Two homicidal maniacs

And get Zetsu out of that tree!

* * *

**Z is for... Zetsu**

"THE WALL TALKED!"

"Calm down, Deidara-"

"IT TALKED!"

"It's just Zetsu-"

"It freakin' _talked_!"

"Deidara, you're upsetting him-"

"THE FUCKING WALL JUST FUCKING TALKED!"

Konan gave up, staring exasperatedly at Leader, who rubbed his temples. Konan had just been showing around their newest member, when Zetsu had popped out of a wall and quite politely greeted the blonde bomber. Konan was struggling both to coax Deidara out of the corner and comfort the deeply hurt plant-man. "For God's sake, just shake hands and make up!" She snapped, shaking a finger at them both.

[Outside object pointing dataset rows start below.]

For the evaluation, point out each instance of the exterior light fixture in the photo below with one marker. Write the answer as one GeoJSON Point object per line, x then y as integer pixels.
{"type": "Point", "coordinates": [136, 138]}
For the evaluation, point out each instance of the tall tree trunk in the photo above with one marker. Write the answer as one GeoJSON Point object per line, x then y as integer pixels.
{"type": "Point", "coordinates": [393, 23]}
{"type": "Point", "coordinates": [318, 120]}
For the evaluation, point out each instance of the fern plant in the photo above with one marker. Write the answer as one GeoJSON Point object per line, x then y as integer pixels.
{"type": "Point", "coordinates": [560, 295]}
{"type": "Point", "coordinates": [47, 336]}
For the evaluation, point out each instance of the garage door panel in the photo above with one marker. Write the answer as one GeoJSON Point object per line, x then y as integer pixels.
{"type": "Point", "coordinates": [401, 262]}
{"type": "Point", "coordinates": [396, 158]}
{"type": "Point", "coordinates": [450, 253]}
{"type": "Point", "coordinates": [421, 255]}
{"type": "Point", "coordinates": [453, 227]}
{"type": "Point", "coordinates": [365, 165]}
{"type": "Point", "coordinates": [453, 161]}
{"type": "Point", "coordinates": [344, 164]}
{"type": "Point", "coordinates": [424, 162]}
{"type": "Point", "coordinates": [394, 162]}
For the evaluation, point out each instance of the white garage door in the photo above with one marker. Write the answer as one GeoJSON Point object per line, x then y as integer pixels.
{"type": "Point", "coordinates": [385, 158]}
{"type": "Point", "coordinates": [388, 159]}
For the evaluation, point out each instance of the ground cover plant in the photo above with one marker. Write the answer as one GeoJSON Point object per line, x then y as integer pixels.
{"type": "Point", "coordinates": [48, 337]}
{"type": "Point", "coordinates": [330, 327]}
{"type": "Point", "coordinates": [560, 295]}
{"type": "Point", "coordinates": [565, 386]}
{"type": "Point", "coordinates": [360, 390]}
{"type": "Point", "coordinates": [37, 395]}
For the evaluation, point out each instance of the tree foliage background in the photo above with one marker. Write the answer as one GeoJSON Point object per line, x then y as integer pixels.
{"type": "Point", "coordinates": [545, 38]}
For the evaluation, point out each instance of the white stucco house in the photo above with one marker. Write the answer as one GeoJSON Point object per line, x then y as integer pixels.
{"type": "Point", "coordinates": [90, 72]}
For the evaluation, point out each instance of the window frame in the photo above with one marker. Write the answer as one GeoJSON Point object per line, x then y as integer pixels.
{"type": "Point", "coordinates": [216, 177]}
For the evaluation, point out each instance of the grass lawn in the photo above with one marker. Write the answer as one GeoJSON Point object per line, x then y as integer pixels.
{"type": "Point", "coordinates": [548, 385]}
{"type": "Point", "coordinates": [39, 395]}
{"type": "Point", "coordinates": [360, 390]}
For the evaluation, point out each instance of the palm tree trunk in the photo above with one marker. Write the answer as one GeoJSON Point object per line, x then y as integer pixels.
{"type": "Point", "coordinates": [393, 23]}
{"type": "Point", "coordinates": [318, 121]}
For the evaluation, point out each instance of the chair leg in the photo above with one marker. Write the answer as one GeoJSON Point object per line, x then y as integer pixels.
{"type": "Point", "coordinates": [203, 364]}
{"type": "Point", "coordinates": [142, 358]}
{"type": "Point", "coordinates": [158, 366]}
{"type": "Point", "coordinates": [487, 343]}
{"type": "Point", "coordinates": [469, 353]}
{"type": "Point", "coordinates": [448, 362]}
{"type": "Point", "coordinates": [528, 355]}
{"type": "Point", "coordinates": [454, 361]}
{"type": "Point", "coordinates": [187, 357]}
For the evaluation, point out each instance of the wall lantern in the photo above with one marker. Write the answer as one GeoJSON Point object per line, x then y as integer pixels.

Leader groaned. "This is not daycare..." he muttered.

* * *

**Akatsuki Alphabet Epilogue!**

And now, Tobi would like to thank you for reading this to the end!

Unfortunately he can't, since he's hiding from Rimu who's blaming him for Rei making him tip ice in Rimu's face after Rimu had stolen Itachi's coffee, causing Itachi to get withdrawal symptoms and stab Hidan in the face in a jealous rage after Hidan got satisfaction out of taking out one of Kakuzu's hearts for stealing Kisame's wallet as vengeance for when Kisame stole Kakuzu's calculator on an impulse which caused Kakuzu to get impatient and annoy Hidan and so Hidan blamed it on Kisame and kicked him, and Rei liked Kisame, because he's her drinking partner and so she wanted revenge against Rimu but she couldn't do it herself because Zetsu had hidden Tei's alcohol so she was sober and had a death wish against him and only Rei could control Tei sober (well, Leader could too, but he and Konan and Sasori were busy watching soap operas and he would probably have killed her in any case) so she got Tobi to do it for her so Rimu wants to kill Tobi.

Which is why Deidara will thank you instead!

"Like hell I will."

Yes, he will.

"No."

Please?

"Make me.

... It was at this point that Deidara fell down a hole.

"Aw, cra-"

And the moral of the story is, don't defy The Author! Thanks for reading!